President Biden is to say Wednesday that he’s used the first 100 days of his presidency to try to restore faith in the idea that the U.S. can deliver for its people amid various crises that have largely defined his early days in office.
“We have to prove democracy still works. That our government still works – and can deliver for the people,” Mr. Biden said in prepared remarks for his address to a joint session of Congress. “In our first 100 days together, we have acted to restore the people’s faith in our democracy to deliver.”
The president says he inherited a “nation in crisis” with the coronavirus pandemic, associated economic fallout, and Jan. 6 attack on the U.S. Capitol.
“Now – after just 100 days – I can report to the nation: America is on the move again,” he says in the speech excerpts. “Turning peril into possibility. Crisis into opportunity. Setback into strength.”
He touts progress on coronavirus vaccinations and an economy that’s continuing to inch back from the worst of the COVID-19-related damage.
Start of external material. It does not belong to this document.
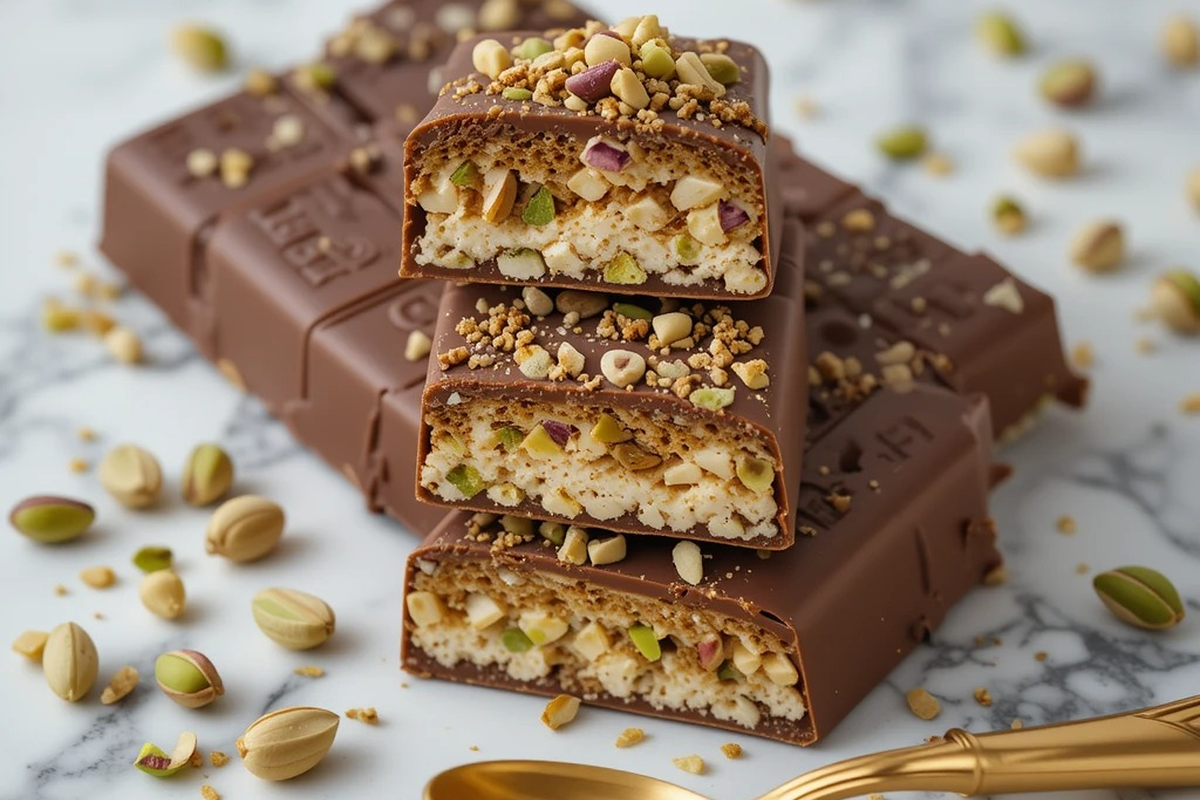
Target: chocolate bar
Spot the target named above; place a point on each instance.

Mr. Biden is using the address, which will be sparsely attended due to coronavirus restrictions, to formally unveil his $1.8 trillion “American Families Plan.”
The proposal steers additional federal funds to social programs like child care, paid family and medical leave, and free community college and extends popular tax credits largely enjoyed by low-to-middle income households.
To pay for the plan, Mr. Biden wants to hike taxes on the wealthy and investors — a move Republicans say will sap the budding economy and discourage investment at a perilous time.
The president plans to tout his $2.3 trillion infrastructure package as a “blue-collar blueprint to build America,” according to the speech excerpts.
Mr. Biden also plans to prod Congress to act on policing, immigration, and gun control legislation, among other issues, in his speech ahead of his 100th day in office on Thursday.
Republicans and some Democrats have balked at all the authorized and proposed spending in Mr. Biden’s legislative agenda since he took office, which now adds up to about $6 trillion when combined with the $1.9 trillion coronavirus relief package Congress passed in March.
Democrats largely held their tongue and voted for the relief plan, which passed without a single Republican vote.
Mr. Biden’s party has generally praised his “families” plan as well, but members are already crafting revisions and additions to get their pet priorities attached to the package in areas like prescription drug prices and Medicare.